De fiscale behandeling van de basismaatregelen zal op dezelfde wijze plaatsvinden als
beveiligingsaanpassingen aan woningen van bewindspersonen. Dit betekent dat de provincie, de gemeente of het waterschap in overleg met de inspecteur van de Belastingdienst vaststelt of en zo ja in hoeverre de beveiligingsaanpassingen fiscale gevolgen hebben voor het loon van de politieke ambtsdrager. Van de beveiligingsmaatregelen wordt bij aantreden de economische waarde
vastgesteld (op basis van de op de factuur vermelde uitgaven). Op deze waarde wordt volgens een met de belastinginspecteur overeengekomen wijze een afschrijvingsmethode toegepast. Na het aanbrengen van de beveiligingsmaatregelen wordt nog geen bedrag in de loonadministratie als loon verantwoord. Er zijn daarom gedurende de ambtstermijn geen fiscale gevolgen voor het loon van de politieke ambtsdrager. Bij het aftreden wordt aan de politieke ambtsdrager de keuze voorgelegd om de beveiligingsaanpassingen te behouden of om de woning terug te brengen in de oorspronkelijke staat. Indien de beveiligingsaanpassingen behouden worden, dan kan dit – afhankelijk van de afschrijvingstermijn – een belastbaar voordeel uit de dienstbetrekking zijn. Dit voordeel zal dan als eindheffingsbestanddeel in de loonadministratie worden opgenomen.
Eventuele loonheffing over dit voordeel is daarmee voor rekening van de provincie, de gemeente of het waterschap.
Ook was er een opmerking van een particulier dat de verplichte vergoeding voor de
basismaatregelen voor bestuurders ten koste zou kunnen gaan van de vrije ruimte binnen de werkkostenregeling voor werknemers binnen gemeenten. Dit is een onjuiste veronderstelling. Over de samenloop van voorzieningen voor politieke ambtsdragers en overheidswerknemers binnen de werkkostenregeling is al eerder uitgebreid ingegaan in de circulaire die bij de introductie van het Rechtspositiebesluit decentrale politieke ambtsdragers is verschenen (Stcrt. 2018, nr. 68918).

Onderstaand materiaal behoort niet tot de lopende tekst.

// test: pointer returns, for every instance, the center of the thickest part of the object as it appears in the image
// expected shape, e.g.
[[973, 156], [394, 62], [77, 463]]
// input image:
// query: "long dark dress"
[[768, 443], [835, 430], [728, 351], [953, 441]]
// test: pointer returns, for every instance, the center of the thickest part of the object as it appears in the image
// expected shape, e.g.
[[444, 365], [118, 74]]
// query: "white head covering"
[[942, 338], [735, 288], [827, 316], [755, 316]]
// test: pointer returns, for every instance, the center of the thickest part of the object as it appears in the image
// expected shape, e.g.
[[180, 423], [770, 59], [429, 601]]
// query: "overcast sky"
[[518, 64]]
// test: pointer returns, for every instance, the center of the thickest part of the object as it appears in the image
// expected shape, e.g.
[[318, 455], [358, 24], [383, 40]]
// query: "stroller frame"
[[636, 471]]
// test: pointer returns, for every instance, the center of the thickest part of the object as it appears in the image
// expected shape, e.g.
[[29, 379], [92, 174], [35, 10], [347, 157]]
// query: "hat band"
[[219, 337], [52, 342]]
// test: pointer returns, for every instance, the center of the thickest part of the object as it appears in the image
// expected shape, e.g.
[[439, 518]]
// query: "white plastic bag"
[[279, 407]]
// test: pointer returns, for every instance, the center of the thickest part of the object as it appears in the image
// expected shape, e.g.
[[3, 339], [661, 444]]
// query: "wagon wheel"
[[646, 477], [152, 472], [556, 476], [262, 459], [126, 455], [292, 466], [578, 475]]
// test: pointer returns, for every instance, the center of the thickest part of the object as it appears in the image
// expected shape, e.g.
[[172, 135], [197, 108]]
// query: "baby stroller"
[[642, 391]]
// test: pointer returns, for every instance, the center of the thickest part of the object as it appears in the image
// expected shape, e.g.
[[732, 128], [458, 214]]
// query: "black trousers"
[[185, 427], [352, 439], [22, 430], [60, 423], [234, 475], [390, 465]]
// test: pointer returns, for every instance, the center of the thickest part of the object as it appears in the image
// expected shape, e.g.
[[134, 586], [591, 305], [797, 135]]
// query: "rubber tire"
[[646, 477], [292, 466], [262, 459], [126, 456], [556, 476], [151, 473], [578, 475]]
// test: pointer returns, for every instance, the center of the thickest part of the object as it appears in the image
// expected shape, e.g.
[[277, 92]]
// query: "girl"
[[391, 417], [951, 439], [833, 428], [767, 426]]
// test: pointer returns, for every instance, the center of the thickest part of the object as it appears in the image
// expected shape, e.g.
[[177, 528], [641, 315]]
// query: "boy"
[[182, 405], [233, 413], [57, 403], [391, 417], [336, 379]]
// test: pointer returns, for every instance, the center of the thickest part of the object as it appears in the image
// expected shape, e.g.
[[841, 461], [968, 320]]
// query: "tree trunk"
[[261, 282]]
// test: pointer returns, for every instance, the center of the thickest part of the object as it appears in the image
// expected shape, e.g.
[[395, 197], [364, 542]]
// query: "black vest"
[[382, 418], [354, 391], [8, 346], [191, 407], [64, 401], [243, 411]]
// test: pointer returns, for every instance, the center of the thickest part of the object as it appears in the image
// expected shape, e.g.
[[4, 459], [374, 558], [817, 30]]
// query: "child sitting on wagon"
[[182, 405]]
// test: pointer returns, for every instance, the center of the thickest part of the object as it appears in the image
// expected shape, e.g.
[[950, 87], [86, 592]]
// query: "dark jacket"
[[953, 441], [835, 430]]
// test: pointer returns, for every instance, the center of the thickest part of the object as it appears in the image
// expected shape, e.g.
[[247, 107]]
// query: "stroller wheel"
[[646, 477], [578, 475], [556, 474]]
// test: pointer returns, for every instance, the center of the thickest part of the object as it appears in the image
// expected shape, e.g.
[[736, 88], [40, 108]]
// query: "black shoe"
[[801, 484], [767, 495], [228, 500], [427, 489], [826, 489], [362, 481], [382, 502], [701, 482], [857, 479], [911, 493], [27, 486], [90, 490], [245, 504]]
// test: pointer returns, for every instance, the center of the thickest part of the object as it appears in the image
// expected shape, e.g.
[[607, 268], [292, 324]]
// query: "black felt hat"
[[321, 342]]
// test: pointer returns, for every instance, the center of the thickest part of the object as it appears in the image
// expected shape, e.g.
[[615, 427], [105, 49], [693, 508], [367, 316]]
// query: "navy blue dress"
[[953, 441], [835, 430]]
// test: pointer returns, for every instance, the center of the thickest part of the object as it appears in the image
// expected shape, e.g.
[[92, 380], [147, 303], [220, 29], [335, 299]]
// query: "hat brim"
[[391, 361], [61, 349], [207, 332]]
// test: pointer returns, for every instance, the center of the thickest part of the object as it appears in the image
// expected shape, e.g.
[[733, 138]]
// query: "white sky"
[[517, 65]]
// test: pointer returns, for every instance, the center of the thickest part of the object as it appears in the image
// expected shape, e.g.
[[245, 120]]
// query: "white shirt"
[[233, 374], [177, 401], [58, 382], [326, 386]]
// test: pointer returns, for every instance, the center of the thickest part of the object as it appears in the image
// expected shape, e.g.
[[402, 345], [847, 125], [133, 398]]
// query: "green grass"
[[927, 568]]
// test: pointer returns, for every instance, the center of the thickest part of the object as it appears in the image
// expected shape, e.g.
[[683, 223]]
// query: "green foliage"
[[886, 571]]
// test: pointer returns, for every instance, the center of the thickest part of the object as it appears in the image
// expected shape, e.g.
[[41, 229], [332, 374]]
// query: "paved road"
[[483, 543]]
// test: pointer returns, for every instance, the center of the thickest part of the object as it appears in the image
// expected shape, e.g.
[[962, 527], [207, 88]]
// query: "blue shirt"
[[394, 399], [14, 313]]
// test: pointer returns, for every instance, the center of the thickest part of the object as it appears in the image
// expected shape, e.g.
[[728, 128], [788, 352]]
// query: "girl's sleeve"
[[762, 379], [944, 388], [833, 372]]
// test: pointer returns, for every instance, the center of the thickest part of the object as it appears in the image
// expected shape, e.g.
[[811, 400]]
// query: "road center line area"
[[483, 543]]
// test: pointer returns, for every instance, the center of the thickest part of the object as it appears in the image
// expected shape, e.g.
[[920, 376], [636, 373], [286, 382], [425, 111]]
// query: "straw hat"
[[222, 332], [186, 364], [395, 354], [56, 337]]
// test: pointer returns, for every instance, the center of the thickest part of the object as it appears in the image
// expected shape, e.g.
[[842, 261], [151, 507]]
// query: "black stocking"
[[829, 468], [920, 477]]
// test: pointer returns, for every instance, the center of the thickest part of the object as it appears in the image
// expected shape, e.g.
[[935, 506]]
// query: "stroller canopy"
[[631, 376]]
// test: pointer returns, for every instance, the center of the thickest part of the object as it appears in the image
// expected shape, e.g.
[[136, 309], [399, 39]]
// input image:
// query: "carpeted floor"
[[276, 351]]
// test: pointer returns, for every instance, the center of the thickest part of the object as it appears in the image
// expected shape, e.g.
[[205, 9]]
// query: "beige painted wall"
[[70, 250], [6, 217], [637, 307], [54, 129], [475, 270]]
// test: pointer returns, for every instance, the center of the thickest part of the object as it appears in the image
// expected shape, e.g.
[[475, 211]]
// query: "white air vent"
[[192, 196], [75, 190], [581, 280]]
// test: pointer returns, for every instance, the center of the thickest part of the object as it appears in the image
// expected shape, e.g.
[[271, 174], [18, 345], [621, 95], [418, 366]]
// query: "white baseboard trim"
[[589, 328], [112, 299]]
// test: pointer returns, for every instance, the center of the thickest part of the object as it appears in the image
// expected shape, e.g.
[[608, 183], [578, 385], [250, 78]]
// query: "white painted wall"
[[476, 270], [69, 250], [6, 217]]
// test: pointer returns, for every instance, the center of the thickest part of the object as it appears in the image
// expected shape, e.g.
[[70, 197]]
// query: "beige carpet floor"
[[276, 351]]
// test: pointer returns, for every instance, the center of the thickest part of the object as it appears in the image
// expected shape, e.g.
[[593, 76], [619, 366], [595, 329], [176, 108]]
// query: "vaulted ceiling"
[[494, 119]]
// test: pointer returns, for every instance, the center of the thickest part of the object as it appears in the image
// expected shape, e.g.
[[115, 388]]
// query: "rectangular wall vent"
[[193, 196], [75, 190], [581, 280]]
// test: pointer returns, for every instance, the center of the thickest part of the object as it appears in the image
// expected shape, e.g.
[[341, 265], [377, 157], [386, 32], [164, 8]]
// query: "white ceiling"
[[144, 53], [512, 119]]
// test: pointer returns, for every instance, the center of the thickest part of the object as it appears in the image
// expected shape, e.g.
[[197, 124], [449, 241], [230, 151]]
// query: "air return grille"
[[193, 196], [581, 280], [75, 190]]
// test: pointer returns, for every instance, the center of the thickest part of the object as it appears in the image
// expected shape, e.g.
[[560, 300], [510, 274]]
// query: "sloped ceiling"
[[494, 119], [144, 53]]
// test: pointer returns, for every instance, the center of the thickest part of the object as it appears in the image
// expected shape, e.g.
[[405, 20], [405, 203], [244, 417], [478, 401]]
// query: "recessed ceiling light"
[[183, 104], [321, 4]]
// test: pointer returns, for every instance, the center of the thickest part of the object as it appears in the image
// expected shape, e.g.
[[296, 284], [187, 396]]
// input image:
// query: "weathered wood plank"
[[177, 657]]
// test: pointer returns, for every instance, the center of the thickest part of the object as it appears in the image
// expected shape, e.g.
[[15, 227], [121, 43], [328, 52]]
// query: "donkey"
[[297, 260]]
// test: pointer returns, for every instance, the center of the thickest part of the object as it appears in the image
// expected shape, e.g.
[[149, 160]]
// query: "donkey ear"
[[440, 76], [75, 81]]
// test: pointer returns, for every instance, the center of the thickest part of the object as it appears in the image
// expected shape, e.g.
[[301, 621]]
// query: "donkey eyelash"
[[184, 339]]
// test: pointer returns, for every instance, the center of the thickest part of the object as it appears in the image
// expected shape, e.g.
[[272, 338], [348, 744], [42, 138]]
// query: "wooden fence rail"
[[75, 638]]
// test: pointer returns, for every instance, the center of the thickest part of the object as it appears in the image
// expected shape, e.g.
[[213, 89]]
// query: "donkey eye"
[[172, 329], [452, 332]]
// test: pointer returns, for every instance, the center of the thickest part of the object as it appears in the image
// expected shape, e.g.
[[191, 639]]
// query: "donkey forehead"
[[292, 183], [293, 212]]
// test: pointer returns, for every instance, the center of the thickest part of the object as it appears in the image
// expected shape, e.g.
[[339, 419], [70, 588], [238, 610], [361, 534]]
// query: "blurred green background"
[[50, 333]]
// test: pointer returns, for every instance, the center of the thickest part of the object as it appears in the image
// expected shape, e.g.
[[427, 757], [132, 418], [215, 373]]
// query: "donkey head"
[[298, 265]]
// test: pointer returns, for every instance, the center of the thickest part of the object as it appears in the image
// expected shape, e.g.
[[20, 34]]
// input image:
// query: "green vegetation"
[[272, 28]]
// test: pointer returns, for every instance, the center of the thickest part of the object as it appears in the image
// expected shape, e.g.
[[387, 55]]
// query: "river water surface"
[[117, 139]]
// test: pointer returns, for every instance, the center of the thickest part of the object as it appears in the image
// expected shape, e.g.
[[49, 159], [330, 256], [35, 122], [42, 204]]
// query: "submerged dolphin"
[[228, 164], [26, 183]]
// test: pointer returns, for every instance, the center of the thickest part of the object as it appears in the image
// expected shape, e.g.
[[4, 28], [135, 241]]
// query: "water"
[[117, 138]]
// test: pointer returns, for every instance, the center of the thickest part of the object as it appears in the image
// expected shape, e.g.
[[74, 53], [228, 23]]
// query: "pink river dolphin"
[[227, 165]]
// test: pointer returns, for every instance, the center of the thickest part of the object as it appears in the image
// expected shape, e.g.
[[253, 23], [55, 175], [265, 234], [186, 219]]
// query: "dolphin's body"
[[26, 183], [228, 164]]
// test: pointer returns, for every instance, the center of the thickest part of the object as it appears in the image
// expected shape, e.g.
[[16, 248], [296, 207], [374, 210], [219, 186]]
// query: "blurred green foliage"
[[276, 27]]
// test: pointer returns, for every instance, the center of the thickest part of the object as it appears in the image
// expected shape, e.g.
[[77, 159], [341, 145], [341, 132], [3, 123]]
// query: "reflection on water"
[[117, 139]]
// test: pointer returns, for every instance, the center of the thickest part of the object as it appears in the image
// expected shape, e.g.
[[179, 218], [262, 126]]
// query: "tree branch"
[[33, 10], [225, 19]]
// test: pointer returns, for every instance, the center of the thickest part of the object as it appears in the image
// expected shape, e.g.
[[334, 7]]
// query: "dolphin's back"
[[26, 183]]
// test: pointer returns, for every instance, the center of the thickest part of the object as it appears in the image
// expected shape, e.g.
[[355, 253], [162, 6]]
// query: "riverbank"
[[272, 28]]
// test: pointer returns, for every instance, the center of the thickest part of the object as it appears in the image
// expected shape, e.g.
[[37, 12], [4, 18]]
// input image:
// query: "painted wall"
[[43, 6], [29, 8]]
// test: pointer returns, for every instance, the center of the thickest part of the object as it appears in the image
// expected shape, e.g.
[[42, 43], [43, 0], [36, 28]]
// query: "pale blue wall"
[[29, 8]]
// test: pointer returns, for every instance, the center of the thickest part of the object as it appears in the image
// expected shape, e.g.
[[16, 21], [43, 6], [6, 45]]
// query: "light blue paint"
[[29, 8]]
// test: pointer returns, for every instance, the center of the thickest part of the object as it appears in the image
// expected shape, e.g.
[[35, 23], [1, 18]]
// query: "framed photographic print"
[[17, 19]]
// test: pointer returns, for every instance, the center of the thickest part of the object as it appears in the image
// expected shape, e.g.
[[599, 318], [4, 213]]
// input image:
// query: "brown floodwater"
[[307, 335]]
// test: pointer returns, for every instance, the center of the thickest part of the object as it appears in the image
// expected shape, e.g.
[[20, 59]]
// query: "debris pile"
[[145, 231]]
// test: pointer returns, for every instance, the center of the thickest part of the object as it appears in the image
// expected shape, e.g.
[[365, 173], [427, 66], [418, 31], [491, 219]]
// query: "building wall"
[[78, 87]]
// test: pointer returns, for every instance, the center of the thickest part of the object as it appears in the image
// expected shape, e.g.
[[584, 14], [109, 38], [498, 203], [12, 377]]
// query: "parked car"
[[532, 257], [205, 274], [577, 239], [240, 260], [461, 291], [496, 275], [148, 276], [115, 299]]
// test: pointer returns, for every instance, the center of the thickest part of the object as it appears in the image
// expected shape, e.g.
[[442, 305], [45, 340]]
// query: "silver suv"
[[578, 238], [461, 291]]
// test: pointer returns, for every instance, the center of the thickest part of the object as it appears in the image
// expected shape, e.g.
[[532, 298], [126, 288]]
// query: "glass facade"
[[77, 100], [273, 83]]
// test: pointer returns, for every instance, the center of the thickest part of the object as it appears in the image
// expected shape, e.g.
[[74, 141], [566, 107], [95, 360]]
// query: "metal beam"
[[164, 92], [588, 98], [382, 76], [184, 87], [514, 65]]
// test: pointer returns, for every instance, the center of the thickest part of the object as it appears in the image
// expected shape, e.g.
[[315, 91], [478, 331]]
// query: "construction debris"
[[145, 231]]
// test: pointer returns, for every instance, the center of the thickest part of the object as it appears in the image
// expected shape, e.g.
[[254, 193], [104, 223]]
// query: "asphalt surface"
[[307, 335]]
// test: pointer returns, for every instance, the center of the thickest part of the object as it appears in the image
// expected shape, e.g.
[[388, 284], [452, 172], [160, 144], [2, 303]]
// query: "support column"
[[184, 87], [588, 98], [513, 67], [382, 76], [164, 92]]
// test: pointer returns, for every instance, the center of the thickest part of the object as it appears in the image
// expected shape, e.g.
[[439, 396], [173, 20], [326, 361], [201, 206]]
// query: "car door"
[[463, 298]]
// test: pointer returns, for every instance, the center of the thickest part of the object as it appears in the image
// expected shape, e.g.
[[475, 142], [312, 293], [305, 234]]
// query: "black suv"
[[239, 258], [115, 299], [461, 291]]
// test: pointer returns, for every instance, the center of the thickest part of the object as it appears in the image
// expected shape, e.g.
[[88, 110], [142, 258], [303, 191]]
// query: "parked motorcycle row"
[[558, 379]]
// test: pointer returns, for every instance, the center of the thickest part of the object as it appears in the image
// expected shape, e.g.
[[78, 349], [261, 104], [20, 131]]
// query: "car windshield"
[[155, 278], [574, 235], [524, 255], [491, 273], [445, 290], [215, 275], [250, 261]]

Kortheidshalve wordt naar §3 van de bijlage bij deze circulaire verwezen:
https://zoek.officielebekendmakingen.nl/stcrt-2018-68918.html.
Tot slot wees de VNG op het belang om het Gemeentefonds aan te vullen, dan wel een jaarlijks bedrag vrij te maken om extra kosten te kunnen vergoeden. Bij de evaluatie van deze regeling zal ook dit kostenaspect worden meegenomen.